Antibiotics have helped and it doesn't hurt nearly as much as it did. I'm waiting for my hearing to come back, which is happening all too slowly so far, but in the meantime it's kind of floored me, making me think that this might, in fact, be a reflection of my deteriorating health.

I've got more blood tests in a couple of weeks, along with audiology and the rest. I guess it has to happen at some point that I start on medication; I'm starting to wonder if I'd rather get it done now before any other lasting damage is done... it's a bit annoying.

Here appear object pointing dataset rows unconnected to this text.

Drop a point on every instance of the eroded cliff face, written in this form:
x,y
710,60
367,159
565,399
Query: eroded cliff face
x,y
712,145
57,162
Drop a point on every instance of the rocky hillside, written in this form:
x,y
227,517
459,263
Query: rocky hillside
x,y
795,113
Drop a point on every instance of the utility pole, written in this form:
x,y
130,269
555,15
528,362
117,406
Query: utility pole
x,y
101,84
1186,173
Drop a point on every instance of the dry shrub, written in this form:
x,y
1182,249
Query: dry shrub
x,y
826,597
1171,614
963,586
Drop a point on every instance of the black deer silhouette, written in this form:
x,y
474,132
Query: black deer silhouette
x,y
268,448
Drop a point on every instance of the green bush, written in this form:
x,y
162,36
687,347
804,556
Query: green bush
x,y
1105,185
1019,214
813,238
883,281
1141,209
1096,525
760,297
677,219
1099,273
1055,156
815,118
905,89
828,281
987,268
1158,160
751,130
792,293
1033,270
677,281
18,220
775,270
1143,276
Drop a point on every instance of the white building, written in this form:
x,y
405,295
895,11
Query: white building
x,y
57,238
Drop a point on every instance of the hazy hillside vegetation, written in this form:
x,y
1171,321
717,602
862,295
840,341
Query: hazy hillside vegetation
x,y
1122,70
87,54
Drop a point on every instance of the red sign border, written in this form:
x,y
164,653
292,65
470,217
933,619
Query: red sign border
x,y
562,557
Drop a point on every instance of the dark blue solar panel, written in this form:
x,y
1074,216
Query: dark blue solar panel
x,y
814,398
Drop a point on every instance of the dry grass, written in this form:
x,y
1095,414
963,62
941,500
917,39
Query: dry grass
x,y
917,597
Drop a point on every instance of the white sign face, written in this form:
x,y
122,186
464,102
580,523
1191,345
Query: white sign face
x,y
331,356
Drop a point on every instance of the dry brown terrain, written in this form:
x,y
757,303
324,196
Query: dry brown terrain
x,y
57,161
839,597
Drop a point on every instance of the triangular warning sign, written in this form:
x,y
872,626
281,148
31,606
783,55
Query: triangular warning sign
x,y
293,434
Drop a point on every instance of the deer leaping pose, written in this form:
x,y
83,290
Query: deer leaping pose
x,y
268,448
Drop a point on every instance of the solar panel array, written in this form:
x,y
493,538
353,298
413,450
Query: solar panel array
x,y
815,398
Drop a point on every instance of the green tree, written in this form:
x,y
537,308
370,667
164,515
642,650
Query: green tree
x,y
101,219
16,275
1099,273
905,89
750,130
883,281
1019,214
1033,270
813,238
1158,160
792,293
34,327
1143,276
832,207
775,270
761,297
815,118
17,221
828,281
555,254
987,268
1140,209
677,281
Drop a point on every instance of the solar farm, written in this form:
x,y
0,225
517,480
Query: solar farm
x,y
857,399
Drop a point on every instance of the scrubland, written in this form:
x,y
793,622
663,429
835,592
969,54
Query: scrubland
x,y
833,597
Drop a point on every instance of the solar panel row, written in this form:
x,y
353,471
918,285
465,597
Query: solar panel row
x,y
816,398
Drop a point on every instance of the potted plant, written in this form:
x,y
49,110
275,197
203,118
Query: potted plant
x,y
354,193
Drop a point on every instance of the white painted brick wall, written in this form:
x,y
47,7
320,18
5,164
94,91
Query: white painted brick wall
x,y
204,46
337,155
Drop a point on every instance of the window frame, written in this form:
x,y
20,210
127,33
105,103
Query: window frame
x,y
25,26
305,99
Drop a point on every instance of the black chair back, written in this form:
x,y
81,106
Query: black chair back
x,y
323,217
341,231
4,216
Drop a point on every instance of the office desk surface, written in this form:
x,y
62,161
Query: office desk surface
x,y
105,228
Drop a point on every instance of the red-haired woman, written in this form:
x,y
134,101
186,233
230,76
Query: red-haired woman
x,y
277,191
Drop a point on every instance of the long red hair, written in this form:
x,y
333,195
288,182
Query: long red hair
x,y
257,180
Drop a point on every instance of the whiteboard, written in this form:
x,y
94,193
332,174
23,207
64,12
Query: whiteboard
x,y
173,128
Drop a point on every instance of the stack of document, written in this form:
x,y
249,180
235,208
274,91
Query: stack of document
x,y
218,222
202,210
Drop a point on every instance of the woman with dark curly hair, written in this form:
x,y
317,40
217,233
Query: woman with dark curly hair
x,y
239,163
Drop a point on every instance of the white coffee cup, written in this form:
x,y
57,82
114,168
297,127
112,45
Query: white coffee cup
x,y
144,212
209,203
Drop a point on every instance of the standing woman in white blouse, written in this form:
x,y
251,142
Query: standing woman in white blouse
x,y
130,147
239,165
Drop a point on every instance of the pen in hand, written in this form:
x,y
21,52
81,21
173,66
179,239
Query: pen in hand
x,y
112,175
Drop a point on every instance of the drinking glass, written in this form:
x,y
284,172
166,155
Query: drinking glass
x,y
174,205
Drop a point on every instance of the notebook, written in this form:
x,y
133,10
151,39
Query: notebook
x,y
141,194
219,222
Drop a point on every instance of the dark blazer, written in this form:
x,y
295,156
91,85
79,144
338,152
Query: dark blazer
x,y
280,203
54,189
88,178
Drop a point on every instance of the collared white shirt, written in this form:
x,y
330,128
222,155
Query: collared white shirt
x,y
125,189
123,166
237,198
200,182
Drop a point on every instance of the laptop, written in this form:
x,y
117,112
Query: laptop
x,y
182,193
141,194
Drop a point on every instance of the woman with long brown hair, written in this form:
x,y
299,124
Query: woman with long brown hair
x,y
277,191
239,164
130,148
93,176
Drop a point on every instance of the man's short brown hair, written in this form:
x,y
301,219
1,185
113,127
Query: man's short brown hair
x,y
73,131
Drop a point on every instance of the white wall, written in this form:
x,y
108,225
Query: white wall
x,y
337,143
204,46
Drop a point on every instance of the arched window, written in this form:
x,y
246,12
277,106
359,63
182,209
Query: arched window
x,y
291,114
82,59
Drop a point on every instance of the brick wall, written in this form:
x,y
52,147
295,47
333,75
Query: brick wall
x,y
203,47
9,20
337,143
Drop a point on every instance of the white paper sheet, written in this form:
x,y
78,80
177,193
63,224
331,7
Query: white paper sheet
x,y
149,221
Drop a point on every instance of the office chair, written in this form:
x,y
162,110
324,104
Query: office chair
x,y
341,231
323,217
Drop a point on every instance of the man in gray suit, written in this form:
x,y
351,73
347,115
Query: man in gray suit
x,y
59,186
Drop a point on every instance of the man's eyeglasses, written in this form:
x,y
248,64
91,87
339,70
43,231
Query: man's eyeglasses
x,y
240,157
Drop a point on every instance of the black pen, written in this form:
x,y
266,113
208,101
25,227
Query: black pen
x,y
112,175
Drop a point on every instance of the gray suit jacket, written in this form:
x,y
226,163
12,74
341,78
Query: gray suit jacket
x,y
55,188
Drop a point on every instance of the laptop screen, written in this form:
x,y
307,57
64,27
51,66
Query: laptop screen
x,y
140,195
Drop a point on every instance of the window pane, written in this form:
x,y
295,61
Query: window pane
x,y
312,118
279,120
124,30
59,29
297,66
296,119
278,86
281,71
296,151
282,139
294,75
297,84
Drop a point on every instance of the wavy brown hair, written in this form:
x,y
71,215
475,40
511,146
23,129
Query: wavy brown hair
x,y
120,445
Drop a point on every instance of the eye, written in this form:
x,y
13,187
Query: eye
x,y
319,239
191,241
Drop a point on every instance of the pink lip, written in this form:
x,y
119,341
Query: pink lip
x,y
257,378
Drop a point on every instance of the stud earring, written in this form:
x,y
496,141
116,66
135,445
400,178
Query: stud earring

Saturday, January 05, 2008

New Year, Same Old AIDS.

It's the time of year when everyone's talking about their amazing plans to radically change their lives - I thought I'd have a nosey through some other HIV-related blogs on the internet and came across this curious article about people who, through willpower alone, "beat" HIV. It struck me as a little bit sad. Not that I'm denying that remaining upbeat and trying not to allow HIV to make you its bitch can't help with your prognosis, it's just the sense that it's clutching at straws to say things like, "Well done!" to a guy in Berlin who stopped medicating for HIV and has seemingly remained healthy with a barely-detectable viral load. The patient seems to attribute his luck to his will, the doctors are less optimistic, saying that it looks more likely to be something to do with early intervention and experimental drugs if his spontaneous recovery proves to last at all.

The science of it is beyond me, but what interested me about it was the way that it was presented, offering a glimmer of hope to some people who are often quite desperate. I guess I'm pretty well-adjusted about the whole HIV thing - I can get on with life now without thinking about it all the time, I don't seem to be going through the depression or substance abuse that seems to be rife among other people with the virus and I'm pretty sanguine about the whole thing.

It sounds like what gets a lot of people with the virus is a very understandable fear. For my part, if a few people have had the good fortune to have tested HIV positive and now test negative - good luck to them, I say, but I've got plenty to be getting on with without spending half my time on my knees praying for a one in a million shot at divine intervention.